Google Drive has just slashed the prices of its cloud data storage to entice more users with rates of $1.99 per month for 100GB, down from the previous rate of $4.99, and $9.99 per month for 1TB, down from the previous rate of $49.99 per month.
The new lower prices were unveiled by Scott Johnston, director of product management for Drive, in a March 13 post on the Google Drive Blog.
"Having launched Google Drive just two years ago, we're excited that so many people are now using it as their go-to place for keeping all their files," wrote Johnston. "Whether it's all the footage of your kids' baseball games, the novel you're working on, or even just your grocery list for the week, we all have files that are too important to lose. Today, thanks to a number of recent infrastructure improvements, we're able to make it more affordable for you to keep everything safe and easy to reach on any device, from anywhere."
Users who want more storage space can also get it, wrote Johnston, with rates starting at $99.99 for 10TB.
"How big is a terabyte anyway?" he wrote. "Well, that's enough storage for you to take a selfie twice a day for the next 200 years and still have room left over for… shall we say… less important things."
Even with the lower rates, Google Drive is still providing 15GB of space to any user for free, as it has previously, wrote Johnston. The storage also continues to allow users to store their data across Drive, Gmail and Google+ Photos.
New users can sign up for a storage plan, while existing account holders will automatically see their accounts moved to a better plan at no additional cost, wrote Johnston.
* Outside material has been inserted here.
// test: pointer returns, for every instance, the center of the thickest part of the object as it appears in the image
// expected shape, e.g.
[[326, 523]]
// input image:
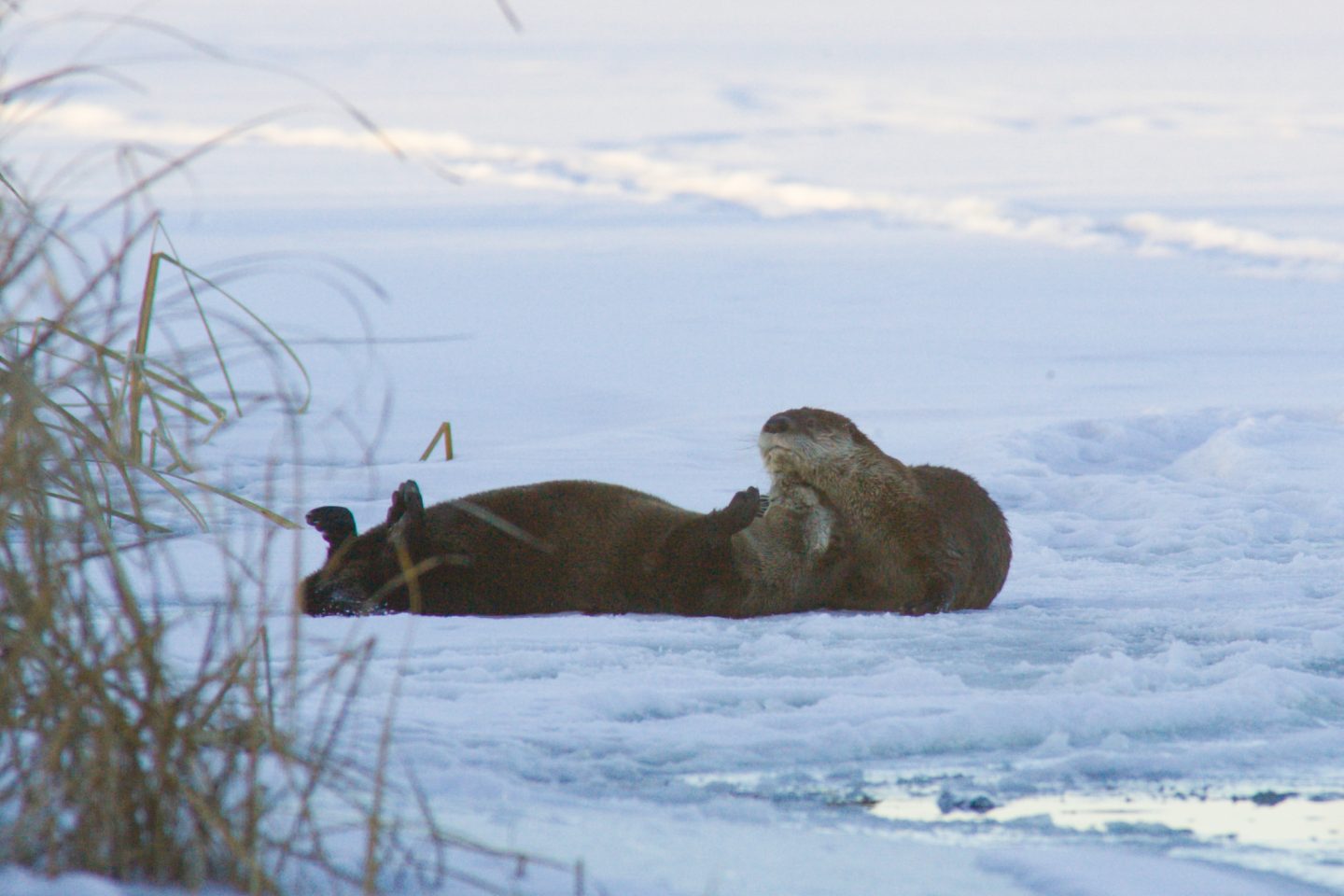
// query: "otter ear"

Users can visit the storage purchase page to make changes or review their accounts.
Google is often working to improve its Google Drive storage services for users.
In January, Google added a new "activity stream" to its Google Drive cloud storage service so that users can see whether files have been changed by others since the last time they accessed them.
The activity alerts aim to make it easier for workers who share files with others on Google Drive to learn about the latest changes and updates in their work group files, according to an eWEEK report.
Other useful Drive features were introduced in December 2013, such as simpler file and folder renaming, sharing, organizing and more, through a new drop-down menu at the top of each shared folder.
Google Drive was launched in April 2012 after six years of planning and talks about its intentions to introduce a cloud storage service.
In May 2013, Google announced that it was enabling those with Drive, Gmail and Google+ Photo accounts to put all their files in a unified place, rather than having to maintain separate storage areas, depending on what kinds of files that were being stored. That meant that instead of having separate 10GB and 5GB storage areas for their files, users can now keep their data in one 15GB storage bin for free, simplifying file archiving and storage. The combined storage was made possible because as more Google products have been refined to work together, it made less sense to keep their storage repositories separate.
Also in May 2013, Google updated Drive by giving it a new chat capability, eWEEK reported. Users of Google Drive's Docs and Slides capabilities can now have chat sessions that are similar to the ones they can use in Gmail.